Так воздалось Семёну за меня и моего Косулина! Только… это чересчур самонадеянно: я – лишь крошка из приготовленного им пирога беды, одна из многих Семёновых жертв. Ведь если не признавать за смертью права на случайность, то в гибели моего отца, Лизы Распекаевой и её дочки, в гибели Якова, Светланы, своей второй жены и своего неродившегося ребёнка прямо или косо виноват сам Семён. Я не прибавляю сюда моих нерождённых детей, довольно и без них…
В первый приезд Мишка гостил недолго. Да и потом ему за уши хватало трёх-пяти дней, чтобы насытиться Мельной до чёртиков. Так было до тех пор, пока он не встретил здесь эту чуму… Я говорю о Рите Хайми. Но, прежде чем Мишка её подцепил, он приезжал домой ещё раза три, и в последний приезд – нежданный, посреди университетских занятий – заявился на автобусе с чёрной полосой через оба борта.

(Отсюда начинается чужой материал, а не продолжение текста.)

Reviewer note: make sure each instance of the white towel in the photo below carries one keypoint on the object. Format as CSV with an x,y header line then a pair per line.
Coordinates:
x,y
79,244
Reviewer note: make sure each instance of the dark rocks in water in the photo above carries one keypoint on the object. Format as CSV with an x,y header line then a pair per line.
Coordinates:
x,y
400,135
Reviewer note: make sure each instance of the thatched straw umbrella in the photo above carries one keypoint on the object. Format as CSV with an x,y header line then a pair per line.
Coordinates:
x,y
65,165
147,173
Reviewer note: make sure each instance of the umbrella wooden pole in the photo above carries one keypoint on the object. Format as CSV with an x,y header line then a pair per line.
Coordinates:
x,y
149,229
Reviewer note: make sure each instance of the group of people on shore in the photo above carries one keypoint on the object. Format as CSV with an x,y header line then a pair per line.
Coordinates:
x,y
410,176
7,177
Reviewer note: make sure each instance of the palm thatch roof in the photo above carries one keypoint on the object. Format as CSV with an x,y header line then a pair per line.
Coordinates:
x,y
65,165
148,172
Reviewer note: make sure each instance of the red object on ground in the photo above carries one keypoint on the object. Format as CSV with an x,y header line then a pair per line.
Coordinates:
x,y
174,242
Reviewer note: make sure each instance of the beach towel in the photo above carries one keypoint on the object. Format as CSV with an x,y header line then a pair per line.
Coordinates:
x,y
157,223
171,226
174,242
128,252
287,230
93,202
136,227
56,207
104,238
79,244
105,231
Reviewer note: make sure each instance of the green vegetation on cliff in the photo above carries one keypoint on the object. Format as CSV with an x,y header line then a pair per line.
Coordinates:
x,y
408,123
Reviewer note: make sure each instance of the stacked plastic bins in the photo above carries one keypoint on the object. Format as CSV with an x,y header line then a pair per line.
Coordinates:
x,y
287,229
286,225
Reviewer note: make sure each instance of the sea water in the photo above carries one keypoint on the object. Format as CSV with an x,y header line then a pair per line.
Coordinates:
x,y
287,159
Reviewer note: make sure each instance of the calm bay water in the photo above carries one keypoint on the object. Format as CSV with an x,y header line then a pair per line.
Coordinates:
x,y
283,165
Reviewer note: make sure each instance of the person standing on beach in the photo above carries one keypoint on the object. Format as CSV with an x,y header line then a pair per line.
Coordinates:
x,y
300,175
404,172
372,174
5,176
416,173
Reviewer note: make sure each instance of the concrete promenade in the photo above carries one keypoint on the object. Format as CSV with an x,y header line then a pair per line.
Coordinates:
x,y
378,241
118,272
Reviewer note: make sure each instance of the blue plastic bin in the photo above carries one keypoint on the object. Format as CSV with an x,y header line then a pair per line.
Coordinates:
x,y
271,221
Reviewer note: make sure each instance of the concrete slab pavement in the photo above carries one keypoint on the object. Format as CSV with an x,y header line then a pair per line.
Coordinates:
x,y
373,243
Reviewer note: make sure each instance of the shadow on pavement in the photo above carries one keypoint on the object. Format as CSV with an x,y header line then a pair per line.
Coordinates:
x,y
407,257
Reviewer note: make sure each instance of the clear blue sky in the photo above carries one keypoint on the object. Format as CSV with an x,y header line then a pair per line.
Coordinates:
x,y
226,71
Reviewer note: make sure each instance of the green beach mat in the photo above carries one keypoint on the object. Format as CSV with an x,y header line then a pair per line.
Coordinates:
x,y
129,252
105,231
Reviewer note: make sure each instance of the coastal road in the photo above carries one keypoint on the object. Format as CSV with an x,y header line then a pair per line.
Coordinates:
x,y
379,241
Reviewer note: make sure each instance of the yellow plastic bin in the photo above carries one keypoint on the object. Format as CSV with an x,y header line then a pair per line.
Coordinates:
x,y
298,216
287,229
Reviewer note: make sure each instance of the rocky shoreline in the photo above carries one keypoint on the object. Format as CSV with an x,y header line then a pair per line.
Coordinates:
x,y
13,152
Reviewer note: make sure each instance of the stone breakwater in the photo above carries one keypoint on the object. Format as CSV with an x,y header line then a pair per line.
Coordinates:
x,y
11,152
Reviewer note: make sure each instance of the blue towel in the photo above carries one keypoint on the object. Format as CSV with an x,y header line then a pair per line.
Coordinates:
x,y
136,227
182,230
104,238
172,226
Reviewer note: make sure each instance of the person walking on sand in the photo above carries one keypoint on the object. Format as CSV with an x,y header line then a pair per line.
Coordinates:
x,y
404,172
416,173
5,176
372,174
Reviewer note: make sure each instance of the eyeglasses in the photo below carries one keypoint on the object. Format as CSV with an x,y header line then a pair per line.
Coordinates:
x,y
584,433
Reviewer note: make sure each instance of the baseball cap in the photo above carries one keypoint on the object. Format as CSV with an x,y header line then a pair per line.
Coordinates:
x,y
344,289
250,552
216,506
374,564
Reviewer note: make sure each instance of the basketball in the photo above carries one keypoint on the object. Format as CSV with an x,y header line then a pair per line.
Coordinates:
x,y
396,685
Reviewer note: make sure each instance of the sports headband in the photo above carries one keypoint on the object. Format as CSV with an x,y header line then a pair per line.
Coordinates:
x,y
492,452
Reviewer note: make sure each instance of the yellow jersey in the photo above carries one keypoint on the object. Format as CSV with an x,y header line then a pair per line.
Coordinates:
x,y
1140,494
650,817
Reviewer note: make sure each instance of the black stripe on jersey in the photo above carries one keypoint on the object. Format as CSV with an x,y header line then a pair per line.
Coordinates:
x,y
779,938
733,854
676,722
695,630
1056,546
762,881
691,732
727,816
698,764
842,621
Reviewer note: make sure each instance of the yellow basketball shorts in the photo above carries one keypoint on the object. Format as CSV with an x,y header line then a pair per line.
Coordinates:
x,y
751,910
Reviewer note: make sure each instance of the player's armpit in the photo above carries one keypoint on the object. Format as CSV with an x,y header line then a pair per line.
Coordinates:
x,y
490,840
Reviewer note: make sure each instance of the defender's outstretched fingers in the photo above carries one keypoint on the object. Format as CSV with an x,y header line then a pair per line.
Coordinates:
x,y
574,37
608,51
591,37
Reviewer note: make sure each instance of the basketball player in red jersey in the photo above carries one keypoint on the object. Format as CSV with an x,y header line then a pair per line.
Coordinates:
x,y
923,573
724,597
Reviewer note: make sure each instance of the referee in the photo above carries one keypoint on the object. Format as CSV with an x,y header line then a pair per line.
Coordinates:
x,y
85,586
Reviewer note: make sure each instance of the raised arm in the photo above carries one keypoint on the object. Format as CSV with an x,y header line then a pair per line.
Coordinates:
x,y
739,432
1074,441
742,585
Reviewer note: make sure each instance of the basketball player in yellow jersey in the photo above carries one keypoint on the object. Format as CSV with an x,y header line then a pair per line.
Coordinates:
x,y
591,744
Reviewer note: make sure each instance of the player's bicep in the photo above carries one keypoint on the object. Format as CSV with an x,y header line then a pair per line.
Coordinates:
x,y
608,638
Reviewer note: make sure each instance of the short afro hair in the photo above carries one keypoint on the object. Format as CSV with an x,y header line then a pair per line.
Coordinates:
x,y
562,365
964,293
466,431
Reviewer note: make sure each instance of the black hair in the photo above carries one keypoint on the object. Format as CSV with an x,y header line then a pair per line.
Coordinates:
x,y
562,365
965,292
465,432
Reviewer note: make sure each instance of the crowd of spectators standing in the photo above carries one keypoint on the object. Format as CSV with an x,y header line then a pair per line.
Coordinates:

В автобусе стоял гроб с трупом Семёна Зотова. Ей-богу, мы не были к этому готовы! Мы помнили моложавого Семёна с полным ртом собственных зубов – таким он забирал Мишку из дома пять лет назад, чтобы, словно рассаду, приживить его в Ленинграде. Тогда он давал одногодкам двадцать лет форы… Даже Мишка, связанный с Семёном, как связаны ниткой бусины – им можно двигаться, но связь остаётся, можно разойтись, но нельзя расстаться, – даже Мишка не ждал этой смерти. Он рассказал, как это случилось.
Семёна скрутило за один месяц. Ночами он начал говорить с призраком – с моим отцом, который уже сорок шесть лет как был съеден червями, если только черви едят солонину. (Семён говорил с призраком, значит нитка, на которой болтались бусины-Зотовы, тянулась не только через жизнь, но и дальше, за стенку небытия.) В этот месяц Семён не спал ни одной ночи, он так поседел, что брови его казались заиндевевшими…
Я спросила:
– Он боялся? Он хотел оправдаться?
– Нет. Он просил его бежать.
– Что?
– Он просил, чтобы брат убежал, иначе его придётся расстрелять.
– Целый месяц – только об этом?!
– Думаю, он просил об этом сорок шесть лет, – сказал Мишка. – Просто раньше никто не слышал.
Семён стремительно дряхлел – он стал горбиться и шаркать ногами. Как-то раз, неся из кухни горячий чайник, он запнулся о ножку стула, а когда Мишка наклонился к деду, чтобы помочь ему подняться, тот лежал в луже кипятка мёртвым. Будь жив отец Мокий, он бы рассудил так: черти нарочно подсунули ему этот чайник – им не терпелось окунуть Семёна в свой котёл!
Мы похоронили Семёна рядом с моим отцом – дед завещал Мишке закопать его только там.
Семёна не стало… Но только не для тех, кто был насажен с ним на одну нитку! Там, на кладбище, у открытой могилы, под зябкой моросью, среди облетающих берёз (мне показалось это самой подходящей декорацией), я сказала Мишке:
– Теперь твоя очередь, твой выход, твоё слово.
И он не удивился и ни о чём меня не спросил. Назавтра его уже не было в Мельне.
А через год, приехав в июне на каникулы, Мишка подцепил Риту Хайми и застрял в родном доме до середины сентября. Через эту семнадцатилетнюю заразу открылось и вырвалось в мир его бешенство.
Я думаю, их свёл Ромка Серпокрыл. В Мельне не найти живую тварь, будь то человек или дворовый пёс, с которой бы Ромка не водился или, по крайней мере, которую не мог бы описать по существу и значению. Серпокрыл учился с Мишкой в одной школе, сидел за одной партой. Приезжая в Мельну, помимо домашних, Мишка только с ним и знался, так что, если не сама Рита вцепилась в Мишку на какой-нибудь нечаянной вечеринке, то мимо Ромки их встреча пройти никак не могла.